Johnson's second film, The Brothers Bloom, is a con-man story released in theaters in May 2009 to moderately positive critical reviews. On Metacritic, the film was assigned a weighted average score of 55 out of 100 based on 26 reviews from mainstream critics.

In March 2010, Johnson announced that he was directing an episode of the TV series Breaking Bad for its third season. The episode, "Fly", aired on May 23, 2010. Johnson directed a second episode of the show, "Fifty-One", which aired on August 5, 2012, and earned him a Directors Guild of America Award. He directed a third episode, "Ozymandias", which received high praise from critics, frequently cited as being 'one of the best television episodes' to air.

Johnson has made a number of short films, some of which are available on his website. His short film from high school titled Ninja Ko is available as an easter egg on the Brick DVD. The Brothers Bloom DVD features a short, Buster Keaton-esque silent film he made in college. After working with Joseph Gordon-Levitt on Brick, the two shot a short film in Paris, France titled Escargots. In 2002, he directed a short film titled The Psychology of Dream Analysis, which is available to view on his Vimeo account. Johnson directed the episode "Manifest Destiny" of the TV series Terriers.

Johnson's third film, Looper, began shooting in Louisiana on January 24, 2011 and was released on September 28, 2012, by TriStar Pictures and FilmDistrict. Set in the near future, it has been described as dark science fiction, and involves hitmen whose victims are sent from the future. The film opened the 2012 Toronto International Film Festival and the 2012 Palo Alto International Film Festival. Looper was a surprise success at the box office.

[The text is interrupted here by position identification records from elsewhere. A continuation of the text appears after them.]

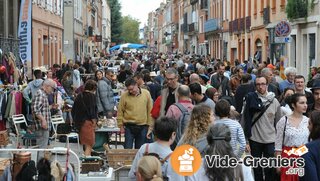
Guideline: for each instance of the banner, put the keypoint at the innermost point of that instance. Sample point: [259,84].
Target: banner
[24,34]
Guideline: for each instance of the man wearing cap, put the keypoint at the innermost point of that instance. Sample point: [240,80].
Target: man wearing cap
[290,73]
[41,111]
[299,83]
[33,86]
[235,80]
[220,82]
[194,78]
[169,95]
[316,95]
[272,85]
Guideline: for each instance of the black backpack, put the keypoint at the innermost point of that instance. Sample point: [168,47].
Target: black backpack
[27,172]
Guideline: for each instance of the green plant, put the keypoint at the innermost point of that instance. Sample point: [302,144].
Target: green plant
[299,8]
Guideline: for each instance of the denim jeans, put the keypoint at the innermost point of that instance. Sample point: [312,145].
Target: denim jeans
[136,134]
[263,150]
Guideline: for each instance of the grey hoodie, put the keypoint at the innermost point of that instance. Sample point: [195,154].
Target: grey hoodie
[264,130]
[32,88]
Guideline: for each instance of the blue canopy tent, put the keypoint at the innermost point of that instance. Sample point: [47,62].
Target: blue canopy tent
[128,45]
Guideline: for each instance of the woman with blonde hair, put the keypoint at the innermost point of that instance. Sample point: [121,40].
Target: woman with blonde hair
[149,169]
[202,117]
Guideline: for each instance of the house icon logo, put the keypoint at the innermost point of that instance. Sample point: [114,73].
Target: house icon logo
[186,160]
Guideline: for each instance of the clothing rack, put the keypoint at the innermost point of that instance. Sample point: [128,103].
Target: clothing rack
[60,150]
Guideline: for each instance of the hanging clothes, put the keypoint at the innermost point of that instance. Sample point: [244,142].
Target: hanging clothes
[18,105]
[3,103]
[13,105]
[7,112]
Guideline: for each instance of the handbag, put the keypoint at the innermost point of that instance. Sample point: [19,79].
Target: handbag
[261,113]
[4,139]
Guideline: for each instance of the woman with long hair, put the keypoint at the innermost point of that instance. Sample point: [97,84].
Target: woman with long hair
[283,100]
[238,141]
[67,83]
[105,101]
[312,157]
[218,138]
[84,113]
[149,169]
[195,134]
[292,131]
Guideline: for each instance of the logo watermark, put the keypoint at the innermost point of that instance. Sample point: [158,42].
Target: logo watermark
[295,164]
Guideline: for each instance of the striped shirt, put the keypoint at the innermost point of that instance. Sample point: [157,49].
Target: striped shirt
[238,141]
[40,106]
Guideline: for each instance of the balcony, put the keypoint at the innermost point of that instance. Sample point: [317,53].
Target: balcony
[184,28]
[266,16]
[248,23]
[230,27]
[235,25]
[192,2]
[241,24]
[193,27]
[211,25]
[204,4]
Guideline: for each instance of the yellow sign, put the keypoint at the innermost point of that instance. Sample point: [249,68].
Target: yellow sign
[186,160]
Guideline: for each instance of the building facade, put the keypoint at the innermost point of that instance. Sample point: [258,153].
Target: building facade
[305,41]
[9,19]
[47,32]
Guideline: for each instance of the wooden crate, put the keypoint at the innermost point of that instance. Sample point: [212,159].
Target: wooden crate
[120,157]
[4,162]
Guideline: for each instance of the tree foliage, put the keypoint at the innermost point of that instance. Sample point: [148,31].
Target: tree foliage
[116,21]
[130,30]
[299,8]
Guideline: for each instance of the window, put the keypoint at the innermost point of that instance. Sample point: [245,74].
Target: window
[11,20]
[249,7]
[2,18]
[58,7]
[273,5]
[255,7]
[261,6]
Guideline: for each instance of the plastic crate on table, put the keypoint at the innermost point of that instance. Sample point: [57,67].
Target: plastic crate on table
[120,157]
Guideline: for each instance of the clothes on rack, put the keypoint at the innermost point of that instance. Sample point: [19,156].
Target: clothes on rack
[14,104]
[30,169]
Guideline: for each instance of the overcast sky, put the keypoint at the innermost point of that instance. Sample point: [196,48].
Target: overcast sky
[139,9]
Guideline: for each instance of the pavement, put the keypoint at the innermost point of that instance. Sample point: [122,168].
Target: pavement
[60,157]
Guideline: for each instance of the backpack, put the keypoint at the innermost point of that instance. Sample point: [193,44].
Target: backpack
[183,121]
[162,161]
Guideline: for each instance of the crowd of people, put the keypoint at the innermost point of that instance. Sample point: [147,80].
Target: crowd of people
[171,100]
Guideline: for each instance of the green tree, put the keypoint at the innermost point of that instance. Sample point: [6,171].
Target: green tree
[116,21]
[299,8]
[130,30]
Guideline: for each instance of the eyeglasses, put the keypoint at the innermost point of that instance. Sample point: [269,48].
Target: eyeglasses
[262,84]
[170,79]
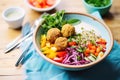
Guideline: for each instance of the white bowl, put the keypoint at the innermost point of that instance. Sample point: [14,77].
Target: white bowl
[14,16]
[42,9]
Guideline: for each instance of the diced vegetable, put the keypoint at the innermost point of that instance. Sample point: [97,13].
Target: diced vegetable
[81,48]
[58,59]
[72,43]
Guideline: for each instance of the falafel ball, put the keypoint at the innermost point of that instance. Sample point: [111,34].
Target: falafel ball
[61,43]
[68,30]
[53,34]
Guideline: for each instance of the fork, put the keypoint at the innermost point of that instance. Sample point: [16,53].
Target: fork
[21,61]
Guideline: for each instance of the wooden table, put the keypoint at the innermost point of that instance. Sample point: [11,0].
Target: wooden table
[7,61]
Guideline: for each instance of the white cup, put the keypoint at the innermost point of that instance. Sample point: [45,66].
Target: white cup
[14,16]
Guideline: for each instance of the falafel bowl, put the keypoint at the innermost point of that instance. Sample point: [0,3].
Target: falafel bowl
[72,41]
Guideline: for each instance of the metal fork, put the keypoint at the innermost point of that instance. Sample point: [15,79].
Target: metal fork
[20,60]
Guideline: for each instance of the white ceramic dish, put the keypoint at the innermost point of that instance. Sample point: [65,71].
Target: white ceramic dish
[87,20]
[14,16]
[42,9]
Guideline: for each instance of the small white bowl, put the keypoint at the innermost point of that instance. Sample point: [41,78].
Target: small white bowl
[14,16]
[42,9]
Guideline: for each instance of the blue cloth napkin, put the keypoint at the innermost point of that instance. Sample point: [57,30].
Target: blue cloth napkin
[36,68]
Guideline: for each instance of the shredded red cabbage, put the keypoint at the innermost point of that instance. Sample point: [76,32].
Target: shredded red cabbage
[73,57]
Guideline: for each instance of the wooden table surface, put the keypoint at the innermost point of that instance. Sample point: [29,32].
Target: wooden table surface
[7,61]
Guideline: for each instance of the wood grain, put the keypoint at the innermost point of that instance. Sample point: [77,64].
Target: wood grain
[7,61]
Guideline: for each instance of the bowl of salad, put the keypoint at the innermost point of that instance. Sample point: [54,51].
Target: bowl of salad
[72,41]
[42,5]
[102,6]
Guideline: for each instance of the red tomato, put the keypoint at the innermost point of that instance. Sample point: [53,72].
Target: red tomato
[72,43]
[58,59]
[61,53]
[50,2]
[31,1]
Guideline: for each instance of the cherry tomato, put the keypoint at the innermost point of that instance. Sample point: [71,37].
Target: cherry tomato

On June 20, 2014, news broke that Johnson would write and direct the eighth installment in the Star Wars film series. Johnson confirmed the report that following month and the film, Star Wars: The Last Jedi, was released on December 15, 2017, to positive reviews from critics and audiences. After Colin Trevorrow departed Episode IX, Johnson turned down an offer from Lucasfilm to write and direct the follow-up to The Last Jedi. On November 9, 2017, it was announced that Johnson would write a new trilogy of Star Wars films, separate from the main story arc of previous films in the franchise, and would direct the first installment of his trilogy.

Following The Last Jedi, Johnson directed the murder mystery film Knives Out, starring Daniel Craig, Ana de Armas and Christopher Plummer. He penned the script and co-produced with longtime producing partner Ram Bergman. Knives Out was released on November 27, 2019, and was a major success with critics, as well as audiences, grossing over $300 million at the box office worldwide. It earned Johnson his first Academy Award nomination, for Best Original Screenplay.

In September 2019, Johnson and producer Ram Bergman launched T-Street, a company that will generate original content for film and TV shows. The venture is fully capitalized by global media company Valence Media. T-Street launched with a first look deal with Valence Media's Media Rights Capital for film and television projects.  Valence Media holds a substantial minority equity stake in the company. Johnson and Bergman intend to make their own original creations through the company, and produce others.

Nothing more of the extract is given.